The value of raid level of root volume is added as raid_level
capability
to the node’s capabilities
parameter within properties
field. The
operator can specify the raid_level
capability in nova flavor for node
to be selected for scheduling:
nova flavor-key ironic-test set capabilities:raid_level="1+0"
nova boot --flavor ironic-test --image test-image instance-1
To create an agent ramdisk with Proliant Hardware Manager
,
use the proliant-tools
element in DIB:
disk-image-create -o proliant-agent-ramdisk ironic-agent fedora proliant-tools
erase_devices
is an inband clean step supported by iLO drives. It
performs erase on all the disks including the disks visible to OS as
well as the raw disks visible to the Smart Storage Administrator (SSA).

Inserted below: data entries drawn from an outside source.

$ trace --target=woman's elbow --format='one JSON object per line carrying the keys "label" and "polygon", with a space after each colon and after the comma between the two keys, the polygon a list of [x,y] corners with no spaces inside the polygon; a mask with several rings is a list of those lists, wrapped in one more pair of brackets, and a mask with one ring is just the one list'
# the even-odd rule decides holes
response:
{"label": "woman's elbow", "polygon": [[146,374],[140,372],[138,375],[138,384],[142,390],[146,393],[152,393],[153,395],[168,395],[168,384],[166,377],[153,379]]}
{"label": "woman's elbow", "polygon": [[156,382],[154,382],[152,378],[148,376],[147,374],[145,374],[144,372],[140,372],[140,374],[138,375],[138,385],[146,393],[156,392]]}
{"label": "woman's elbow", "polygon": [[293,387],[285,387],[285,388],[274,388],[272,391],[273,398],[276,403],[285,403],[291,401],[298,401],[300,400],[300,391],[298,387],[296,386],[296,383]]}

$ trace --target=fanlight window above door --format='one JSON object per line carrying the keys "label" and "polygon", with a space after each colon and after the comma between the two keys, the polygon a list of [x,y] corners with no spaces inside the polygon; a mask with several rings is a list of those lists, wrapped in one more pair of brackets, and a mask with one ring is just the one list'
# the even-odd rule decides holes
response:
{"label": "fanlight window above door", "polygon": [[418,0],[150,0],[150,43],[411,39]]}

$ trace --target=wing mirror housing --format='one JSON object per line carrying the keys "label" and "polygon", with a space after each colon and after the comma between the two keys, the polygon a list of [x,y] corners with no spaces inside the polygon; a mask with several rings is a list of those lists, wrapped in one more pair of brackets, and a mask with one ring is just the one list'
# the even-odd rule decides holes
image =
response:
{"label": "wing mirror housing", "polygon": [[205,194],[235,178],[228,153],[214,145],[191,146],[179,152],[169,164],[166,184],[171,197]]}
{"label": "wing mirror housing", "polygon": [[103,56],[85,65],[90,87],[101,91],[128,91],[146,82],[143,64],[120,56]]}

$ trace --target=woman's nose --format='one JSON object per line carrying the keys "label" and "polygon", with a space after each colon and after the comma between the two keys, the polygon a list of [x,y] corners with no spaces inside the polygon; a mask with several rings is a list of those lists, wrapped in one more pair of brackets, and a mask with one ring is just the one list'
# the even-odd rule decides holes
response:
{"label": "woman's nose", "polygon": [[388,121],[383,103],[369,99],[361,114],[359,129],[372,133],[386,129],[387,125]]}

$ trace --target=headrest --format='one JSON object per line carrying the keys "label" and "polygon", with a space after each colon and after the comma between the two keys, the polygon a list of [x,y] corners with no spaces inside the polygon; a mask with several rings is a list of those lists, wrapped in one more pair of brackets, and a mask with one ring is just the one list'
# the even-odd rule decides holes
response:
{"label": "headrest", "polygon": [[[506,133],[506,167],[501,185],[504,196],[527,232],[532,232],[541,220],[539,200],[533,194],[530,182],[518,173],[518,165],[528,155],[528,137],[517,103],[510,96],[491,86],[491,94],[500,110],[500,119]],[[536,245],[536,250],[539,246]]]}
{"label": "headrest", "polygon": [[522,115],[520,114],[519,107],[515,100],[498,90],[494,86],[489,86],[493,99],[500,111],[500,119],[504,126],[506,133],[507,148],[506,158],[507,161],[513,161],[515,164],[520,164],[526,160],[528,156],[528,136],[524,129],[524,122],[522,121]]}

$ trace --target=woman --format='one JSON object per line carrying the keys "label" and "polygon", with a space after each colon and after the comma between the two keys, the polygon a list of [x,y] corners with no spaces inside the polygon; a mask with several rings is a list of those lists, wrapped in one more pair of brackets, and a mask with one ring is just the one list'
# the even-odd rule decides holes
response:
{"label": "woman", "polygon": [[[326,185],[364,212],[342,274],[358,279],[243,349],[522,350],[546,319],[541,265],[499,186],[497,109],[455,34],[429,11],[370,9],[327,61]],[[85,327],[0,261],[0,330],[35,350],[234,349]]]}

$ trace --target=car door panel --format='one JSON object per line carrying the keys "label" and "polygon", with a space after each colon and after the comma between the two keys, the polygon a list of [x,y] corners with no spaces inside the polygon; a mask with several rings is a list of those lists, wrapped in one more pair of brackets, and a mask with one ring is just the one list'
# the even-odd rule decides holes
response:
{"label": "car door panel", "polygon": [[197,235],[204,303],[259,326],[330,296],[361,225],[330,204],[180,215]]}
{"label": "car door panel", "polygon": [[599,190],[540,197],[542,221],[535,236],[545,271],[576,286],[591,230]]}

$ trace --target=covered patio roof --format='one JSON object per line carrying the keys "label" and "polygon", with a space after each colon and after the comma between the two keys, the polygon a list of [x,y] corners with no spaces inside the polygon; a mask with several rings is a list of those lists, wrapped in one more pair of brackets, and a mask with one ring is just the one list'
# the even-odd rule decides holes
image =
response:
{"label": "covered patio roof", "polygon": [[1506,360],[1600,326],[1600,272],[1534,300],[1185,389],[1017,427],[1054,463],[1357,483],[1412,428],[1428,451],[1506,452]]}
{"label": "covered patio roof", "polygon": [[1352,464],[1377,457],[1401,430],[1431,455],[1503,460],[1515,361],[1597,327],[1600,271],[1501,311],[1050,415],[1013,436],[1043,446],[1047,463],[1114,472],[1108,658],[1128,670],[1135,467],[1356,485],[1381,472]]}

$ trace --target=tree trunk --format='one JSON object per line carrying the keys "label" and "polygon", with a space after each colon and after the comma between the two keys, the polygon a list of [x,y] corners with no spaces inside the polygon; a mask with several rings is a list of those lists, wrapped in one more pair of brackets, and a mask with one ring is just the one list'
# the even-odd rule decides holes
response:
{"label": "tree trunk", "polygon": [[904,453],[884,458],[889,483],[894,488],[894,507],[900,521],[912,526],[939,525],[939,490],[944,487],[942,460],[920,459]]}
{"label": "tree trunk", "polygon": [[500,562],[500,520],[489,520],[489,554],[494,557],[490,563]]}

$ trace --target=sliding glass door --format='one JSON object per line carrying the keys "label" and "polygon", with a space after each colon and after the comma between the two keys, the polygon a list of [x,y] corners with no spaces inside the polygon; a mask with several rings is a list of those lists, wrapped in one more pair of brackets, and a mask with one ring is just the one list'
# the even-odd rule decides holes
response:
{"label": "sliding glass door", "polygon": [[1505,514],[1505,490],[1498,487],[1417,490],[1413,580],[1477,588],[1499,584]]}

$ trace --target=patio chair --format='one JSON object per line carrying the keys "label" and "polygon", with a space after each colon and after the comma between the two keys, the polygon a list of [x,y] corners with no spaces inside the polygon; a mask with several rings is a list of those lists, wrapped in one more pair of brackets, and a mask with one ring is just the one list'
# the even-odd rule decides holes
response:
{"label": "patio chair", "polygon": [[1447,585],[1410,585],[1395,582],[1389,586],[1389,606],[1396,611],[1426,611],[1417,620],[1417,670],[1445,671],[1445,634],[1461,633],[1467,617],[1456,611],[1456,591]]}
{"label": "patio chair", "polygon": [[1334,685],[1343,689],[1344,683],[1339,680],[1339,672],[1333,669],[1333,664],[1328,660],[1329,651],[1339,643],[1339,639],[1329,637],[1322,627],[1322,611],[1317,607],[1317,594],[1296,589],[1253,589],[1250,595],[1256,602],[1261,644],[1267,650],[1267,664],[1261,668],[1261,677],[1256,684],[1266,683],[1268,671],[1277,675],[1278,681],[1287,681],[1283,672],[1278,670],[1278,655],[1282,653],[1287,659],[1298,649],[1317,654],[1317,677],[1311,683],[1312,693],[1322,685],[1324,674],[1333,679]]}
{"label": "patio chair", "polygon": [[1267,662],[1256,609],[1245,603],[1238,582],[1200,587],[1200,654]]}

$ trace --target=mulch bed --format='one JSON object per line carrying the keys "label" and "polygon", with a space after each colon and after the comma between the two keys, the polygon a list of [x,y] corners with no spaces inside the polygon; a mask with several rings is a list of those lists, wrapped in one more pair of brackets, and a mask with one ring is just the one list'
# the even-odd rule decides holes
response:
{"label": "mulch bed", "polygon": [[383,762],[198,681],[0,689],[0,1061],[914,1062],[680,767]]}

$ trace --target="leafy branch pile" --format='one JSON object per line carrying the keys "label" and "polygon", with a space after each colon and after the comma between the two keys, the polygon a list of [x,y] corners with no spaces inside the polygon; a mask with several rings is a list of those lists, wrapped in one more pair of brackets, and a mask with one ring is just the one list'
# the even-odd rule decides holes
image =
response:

This inband clean step requires ssacli
utility starting from version
2.60-19.0
to perform the erase on physical disks. See the
ssacli documentation for more information on ssacli utility and different
erase methods supported by SSA.
The disk erasure via shred
is used to erase disks visible to the OS
and its implementation is available in Ironic Python Agent. The raw disks
connected to the Smart Storage Controller are erased using Sanitize erase
which is a ssacli supported erase method. If Sanitize erase is not supported
on the Smart Storage Controller the disks are erased using One-pass
erase (overwrite with zeros).
This clean step is supported when the agent ramdisk contains the
Proliant Hardware Manager
from the proliantutils version 2.3.0 or higher.
This clean step is performed as part of automated cleaning and it is disabled
by default. See In-band vs out-of-band for more information on
enabling/disabling a clean step.
To create an agent ramdisk with Proliant Hardware Manager
, use the
proliant-tools
element in DIB:
disk-image-create -o proliant-agent-ramdisk ironic-agent fedora proliant-tools
See the proliant-tools for more information on creating agent ramdisk with
proliant-tools
element in DIB.
With Gen9 (UEFI firmware version 1.40 or higher) and Gen10 HPE Proliant servers, the driver supports firmware based UEFI boot of an iSCSI cinder volume.
This feature requires the node to be configured to boot in UEFI
boot mode,
as well as user image should be UEFI
bootable image, and PortFast
needs to be enabled in switch configuration for immediate spanning tree
forwarding state so it wouldn’t take much time setting the iSCSI target as
persistent device.
The driver does not support this functionality when in bios
boot mode. In
case the node is configured with ilo-pxe
boot interface and the boot mode
configured on the bare metal is bios
, the iscsi boot from volume is performed
using ipxe
. See Boot From Volume for more details.
To use this feature, configure the boot mode of the bare metal to uefi
and
configure the corresponding ironic node using the steps given in Boot From Volume.
In a cloud environment with nodes configured to boot from bios
and uefi
boot
modes, the virtual media driver only supports uefi boot mode, and that attempting to
use iscsi boot at the same time with a bios volume will result in an error.